Synthetic LISA, developed by Michele Vallisneri and John Armstrong at the Jet Propulsion Laboratory under the auspices of the LISA Mission Science Office, is a C++/Python package to simulate the LISA science process at the level of scientific and technical requirements. Synthetic LISA:
- generates synthetic time series of the LISA fundamental noises, as filtered through all the TDI observables;
- provides a streamlined module to compute the TDI responses to gravitational waves, according to a full model of TDI, including the motion of the LISA array, and the temporal and directional dependence of the armlengths;
- was a central component of lisatools, the software pipeline used to generate the Mock LISA Data Challenge datasets;
- can be used for a variety of LISA-like mission designs.
See the homepage at www.vallis.org.
- A a working installation of Python (2.6.X or 2.7.X) and of a Python-interoperable C/C++ compiler, preferably gcc (>= 4.0).
- numpy. If you have pip,
pip install numpy
will do. - pyRXP. You can do
pip install http://svn.reportlab.com/svn/public/pyRXP/trunk/src
. - SWIG. But you'll need it only if you need to modify the Python API.

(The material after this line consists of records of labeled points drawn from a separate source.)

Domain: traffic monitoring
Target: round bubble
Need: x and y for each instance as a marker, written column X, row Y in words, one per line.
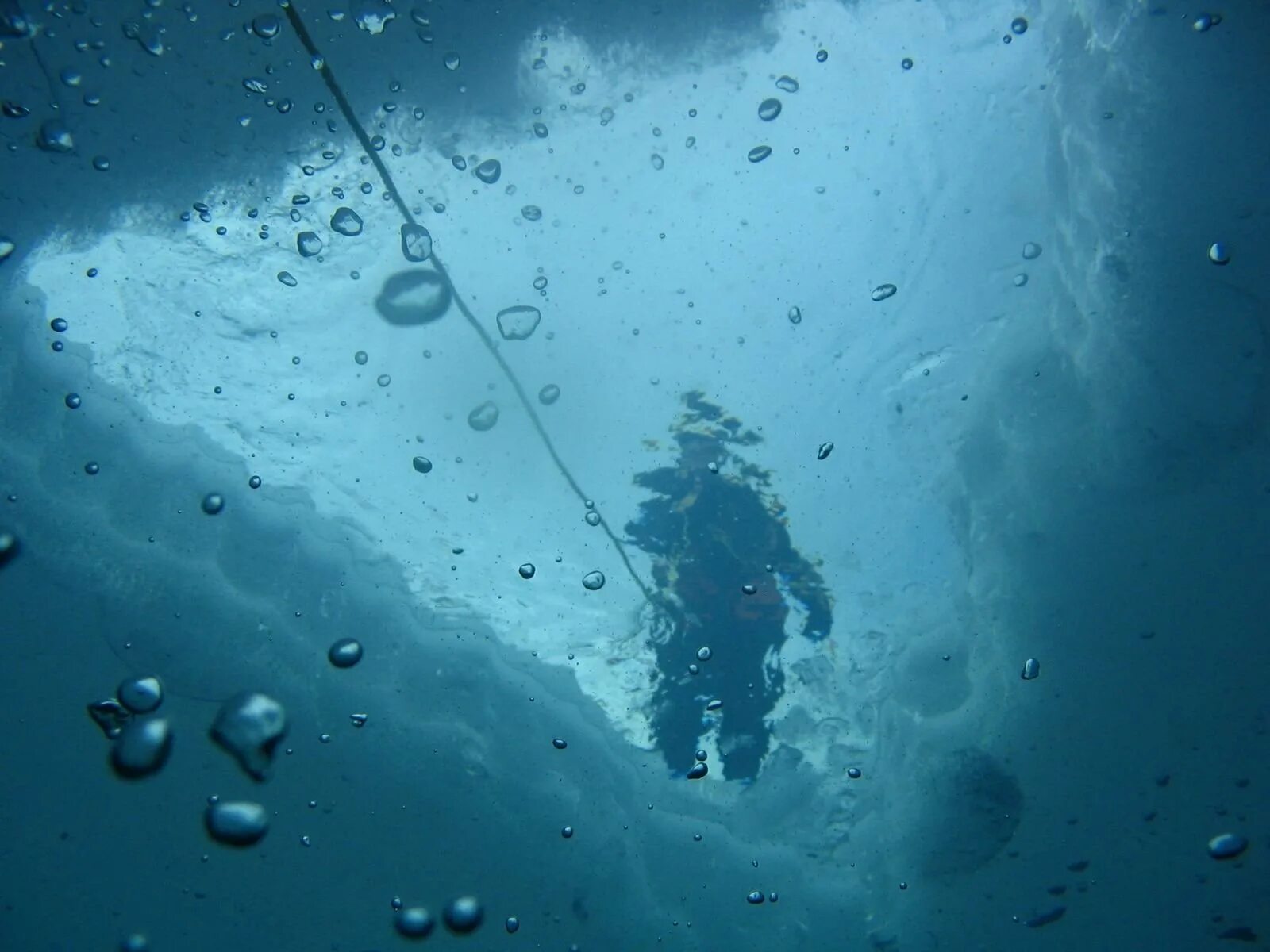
column 344, row 653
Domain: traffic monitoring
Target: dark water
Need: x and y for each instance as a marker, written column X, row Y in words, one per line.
column 1019, row 286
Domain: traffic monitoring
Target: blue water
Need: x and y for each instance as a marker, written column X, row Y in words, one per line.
column 562, row 466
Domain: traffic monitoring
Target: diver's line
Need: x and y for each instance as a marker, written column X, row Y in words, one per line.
column 342, row 101
column 387, row 178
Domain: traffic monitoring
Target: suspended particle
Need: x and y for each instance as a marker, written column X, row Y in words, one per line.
column 237, row 823
column 416, row 243
column 768, row 109
column 111, row 716
column 484, row 416
column 55, row 137
column 141, row 748
column 344, row 653
column 10, row 547
column 249, row 727
column 464, row 916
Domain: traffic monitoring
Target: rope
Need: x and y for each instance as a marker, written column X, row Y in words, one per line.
column 487, row 340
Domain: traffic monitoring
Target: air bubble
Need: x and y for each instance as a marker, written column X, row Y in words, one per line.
column 249, row 727
column 518, row 323
column 346, row 221
column 484, row 416
column 344, row 653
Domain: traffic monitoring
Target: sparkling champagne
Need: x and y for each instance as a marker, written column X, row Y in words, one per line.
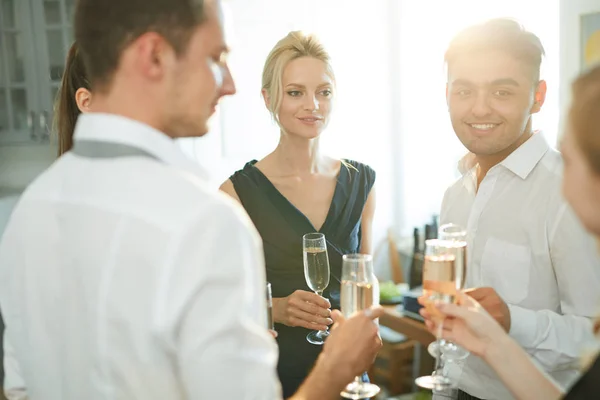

If you have all the requirements,
python setup.py install
will do, which will install to the default location for your Python setup. To install to a specific directory, use
python setup.py install --prefix=$INSTALLDIR
where $INSTALLDIR
could be $HOME
, /usr/local
, $VIRTUAL_ENV
(if you use virtualenv), etc.
A general description of the formulation, implementation, and usage of
Synthetic LISA can be found in doc/synthlisa.pdf
and
doc/manual.pdf
included with the package. Those documents however are somewhat outdated. See also doc/history.txt
for a list of changes.
The briefest summary is that Synthetic LISA implements (at the C++ level) a number of objects that describe the LISA orbits, noises, and TDI observables, as well as gravitational-wave sources. The user writes Python scripts to create and connect these objects, and to generate synthetic data form them. The Python API is documented reasonably well in the docstrings found in lisasim/lisasim-swig.i
, which are accessible with Python's help
. The example scripts in examples
(and especially examples/manual-examples
) are a good place to start.
If you use Synthetic LISA in your work, please cite M. Vallisneri, "Synthetic LISA: Simulating Time Delay Interferometry in a Model LISA," Phys. Rev. D 71, 022001 (2005), which you can find in PRD and as gr-qc/0407102.
Synthetic LISA is licensed under the Caltech public domain license.